Medium-risk: Activities that are medium-risk include unprotected contact with surfaces that probably were contaminated or possible unprotected contact with index case body fluid or excreta (eg, drawing blood or handling lab slides containing unfixed specimen, handling bed sheets or bed pans, or perceived skin or mucosal contact with the aerosolized respiratory secretions from an index case). Medium-risk exposures trigger public health officials to monitor exposure for 21 days after the last exposure. If a fever of 38.3°C or higher occurs, intravenous ribavirin should be given and diagnostic studies of Lassa virus obtained. If the fever is low grade, other criteria, such as aminotransferase levels, should be used to determine action.

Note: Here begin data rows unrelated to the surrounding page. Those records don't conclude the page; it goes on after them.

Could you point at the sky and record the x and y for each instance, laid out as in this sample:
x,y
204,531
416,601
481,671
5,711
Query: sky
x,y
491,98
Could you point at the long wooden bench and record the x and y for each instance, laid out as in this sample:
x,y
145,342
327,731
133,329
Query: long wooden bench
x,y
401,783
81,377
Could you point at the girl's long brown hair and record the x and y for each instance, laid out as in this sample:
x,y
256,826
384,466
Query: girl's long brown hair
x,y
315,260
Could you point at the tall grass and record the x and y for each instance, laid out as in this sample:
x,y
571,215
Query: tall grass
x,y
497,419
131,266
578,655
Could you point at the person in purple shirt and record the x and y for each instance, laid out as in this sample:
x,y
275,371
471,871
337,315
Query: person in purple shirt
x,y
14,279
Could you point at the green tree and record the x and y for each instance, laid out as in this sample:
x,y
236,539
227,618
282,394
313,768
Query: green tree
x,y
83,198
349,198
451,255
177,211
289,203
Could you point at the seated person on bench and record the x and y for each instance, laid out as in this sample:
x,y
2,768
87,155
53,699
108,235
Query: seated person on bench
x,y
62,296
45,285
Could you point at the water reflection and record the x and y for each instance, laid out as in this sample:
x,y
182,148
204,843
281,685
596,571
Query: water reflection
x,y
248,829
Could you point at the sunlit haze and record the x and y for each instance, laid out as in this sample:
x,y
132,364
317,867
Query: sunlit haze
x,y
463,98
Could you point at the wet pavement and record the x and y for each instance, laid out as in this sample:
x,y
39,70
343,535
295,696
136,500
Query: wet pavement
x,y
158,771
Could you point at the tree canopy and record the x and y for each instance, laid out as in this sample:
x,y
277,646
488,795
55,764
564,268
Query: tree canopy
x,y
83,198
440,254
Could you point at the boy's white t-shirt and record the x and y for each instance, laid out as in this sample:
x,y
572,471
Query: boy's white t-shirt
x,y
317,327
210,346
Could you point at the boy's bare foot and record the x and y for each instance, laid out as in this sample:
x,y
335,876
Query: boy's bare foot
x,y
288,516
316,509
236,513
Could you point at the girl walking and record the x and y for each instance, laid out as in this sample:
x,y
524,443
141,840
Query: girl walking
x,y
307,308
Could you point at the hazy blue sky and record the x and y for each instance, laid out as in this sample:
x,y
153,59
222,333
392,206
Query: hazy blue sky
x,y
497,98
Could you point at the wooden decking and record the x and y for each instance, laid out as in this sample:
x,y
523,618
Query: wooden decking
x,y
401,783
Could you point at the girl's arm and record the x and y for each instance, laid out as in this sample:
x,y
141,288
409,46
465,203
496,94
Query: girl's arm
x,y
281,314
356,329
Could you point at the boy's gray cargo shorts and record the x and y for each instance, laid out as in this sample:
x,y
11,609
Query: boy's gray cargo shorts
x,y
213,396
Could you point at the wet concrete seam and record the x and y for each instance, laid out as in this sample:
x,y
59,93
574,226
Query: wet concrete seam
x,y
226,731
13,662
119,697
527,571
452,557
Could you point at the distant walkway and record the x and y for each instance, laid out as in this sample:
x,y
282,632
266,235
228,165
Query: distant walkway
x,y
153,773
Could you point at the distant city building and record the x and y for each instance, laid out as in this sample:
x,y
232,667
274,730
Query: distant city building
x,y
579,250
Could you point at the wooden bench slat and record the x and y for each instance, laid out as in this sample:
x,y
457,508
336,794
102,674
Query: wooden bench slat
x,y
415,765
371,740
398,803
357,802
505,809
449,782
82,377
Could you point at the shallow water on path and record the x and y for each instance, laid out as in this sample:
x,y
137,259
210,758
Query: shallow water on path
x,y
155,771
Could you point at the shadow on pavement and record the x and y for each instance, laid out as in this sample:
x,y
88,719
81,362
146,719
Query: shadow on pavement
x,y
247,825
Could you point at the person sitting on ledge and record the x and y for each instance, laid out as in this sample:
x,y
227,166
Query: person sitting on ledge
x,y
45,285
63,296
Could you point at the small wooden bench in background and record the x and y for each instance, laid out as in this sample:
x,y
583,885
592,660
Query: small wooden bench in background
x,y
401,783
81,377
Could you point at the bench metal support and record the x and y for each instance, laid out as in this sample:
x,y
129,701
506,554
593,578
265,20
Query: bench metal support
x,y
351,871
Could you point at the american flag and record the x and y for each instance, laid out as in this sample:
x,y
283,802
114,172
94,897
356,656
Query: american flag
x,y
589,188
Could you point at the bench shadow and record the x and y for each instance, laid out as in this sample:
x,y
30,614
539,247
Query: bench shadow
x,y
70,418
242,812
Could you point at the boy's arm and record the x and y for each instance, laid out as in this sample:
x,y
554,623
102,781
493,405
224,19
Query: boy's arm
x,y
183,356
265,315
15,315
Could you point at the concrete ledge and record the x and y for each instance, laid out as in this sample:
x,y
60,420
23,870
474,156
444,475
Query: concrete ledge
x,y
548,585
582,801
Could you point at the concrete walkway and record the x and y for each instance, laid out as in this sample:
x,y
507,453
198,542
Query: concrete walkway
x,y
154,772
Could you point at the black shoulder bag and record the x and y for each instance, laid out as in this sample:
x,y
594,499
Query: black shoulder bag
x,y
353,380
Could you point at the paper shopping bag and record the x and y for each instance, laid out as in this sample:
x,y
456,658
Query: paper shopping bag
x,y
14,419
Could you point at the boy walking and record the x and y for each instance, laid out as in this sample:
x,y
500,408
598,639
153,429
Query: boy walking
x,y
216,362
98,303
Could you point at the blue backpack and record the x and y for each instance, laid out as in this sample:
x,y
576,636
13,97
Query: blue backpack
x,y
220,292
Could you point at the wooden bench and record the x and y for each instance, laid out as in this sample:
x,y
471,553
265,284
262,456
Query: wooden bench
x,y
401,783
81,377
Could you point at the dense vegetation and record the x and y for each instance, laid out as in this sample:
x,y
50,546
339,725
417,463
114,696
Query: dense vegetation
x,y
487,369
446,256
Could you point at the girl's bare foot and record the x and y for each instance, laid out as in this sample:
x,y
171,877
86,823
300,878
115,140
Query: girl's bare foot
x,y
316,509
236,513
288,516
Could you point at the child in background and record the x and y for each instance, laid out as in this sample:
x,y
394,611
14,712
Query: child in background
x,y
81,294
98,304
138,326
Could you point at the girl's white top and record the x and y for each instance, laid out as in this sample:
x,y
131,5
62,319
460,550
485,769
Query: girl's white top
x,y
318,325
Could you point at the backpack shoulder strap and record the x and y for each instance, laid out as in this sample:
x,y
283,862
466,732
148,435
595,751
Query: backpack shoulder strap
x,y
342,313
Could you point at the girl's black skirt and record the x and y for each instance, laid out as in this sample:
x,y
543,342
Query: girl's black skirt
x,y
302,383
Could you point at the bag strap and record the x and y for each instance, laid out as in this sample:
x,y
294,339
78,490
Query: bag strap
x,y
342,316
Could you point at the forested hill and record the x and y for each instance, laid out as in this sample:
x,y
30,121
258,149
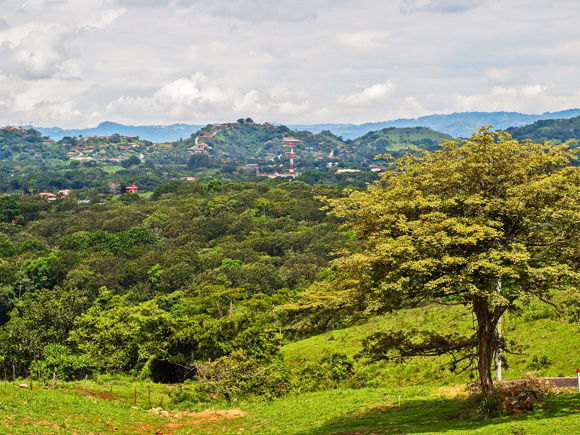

Low-risk: These exposures include unprotected contact with the index case with little chance of exposure to body fluids/excreta (eg, examining index case without gloves or being within several feet of the case when a cough or sneeze occurs). Patients with low-risk exposures should be monitored for 21 days after the last exposure. If fever is higher than 38.3°C and aminotransferases are elevated, based on clinical judgment, further action (including hospitalization with or without ribavirin) may be indicated.

No risk: Such exposure includes proximity of the index case without direct contact to potentially contaminated objects (eg, brief visit to patient's room without contact or handling blood or secretions with gloves).


LCMV infection

CNS complications beyond aseptic meningitis include encephalitis and may involve cranial nerve palsies and/or damage to the autonomic nervous system. Hypoglycorrhachia can be found.

Non-CNS complications include orchitis, myocarditis, alopecia, and small-joint arthritis. These develop, if at all, late in the illness, during the recurrence of fever.

Intrauterine infection with LCMV has been described. Infection may manifest as hydrocephalus and/or chorioretinitis with persistent spastic pareses and death within several years.

Lassa fever

Eighth-nerve deafness, which can be bilateral and thought to be immune-mediated, is observed in as many as one third of patients. Recovery of hearing occurs in approximately 50% of patients, but the deafness can be permanent.

Maternal and fetal losses during Lassa fever infection are substantial. Maternal mortality rates can approach 30% and may be reduced with abortion. Fetal loss rates are close to 90% and are not affected by the trimester of infection.

Cerebellar ataxia, pericarditis, orchitis, and uveitis may be observed.

Renal or hepatic failure is generally not observed.

South American hemorrhagic fevers

In addition to severe hemorrhagic or CNS complications, convalescence in survivors can be quite prolonged, with weight loss, hair loss, and autonomic instability.

As with Lassa fever, South American hemorrhagic fevers have substantial effects on the developing fetus.


LCMV infection

Survival with recovery from LCMV infection is the rule.

Lassa fever

Hemorrhagic features are mild and rarely of prognostic significance.

Risk factors for increased mortality are facial and/or neck edema, elevated aminotransferases, and increased viremia. With these in combination, the mortality rate can be higher than 80%.

South American hemorrhagic fevers

Mortality rates can be higher than 30%.

Risk factors for mortality include a pronounced bleeding diathesis, severe neurologic deterioration, and shock.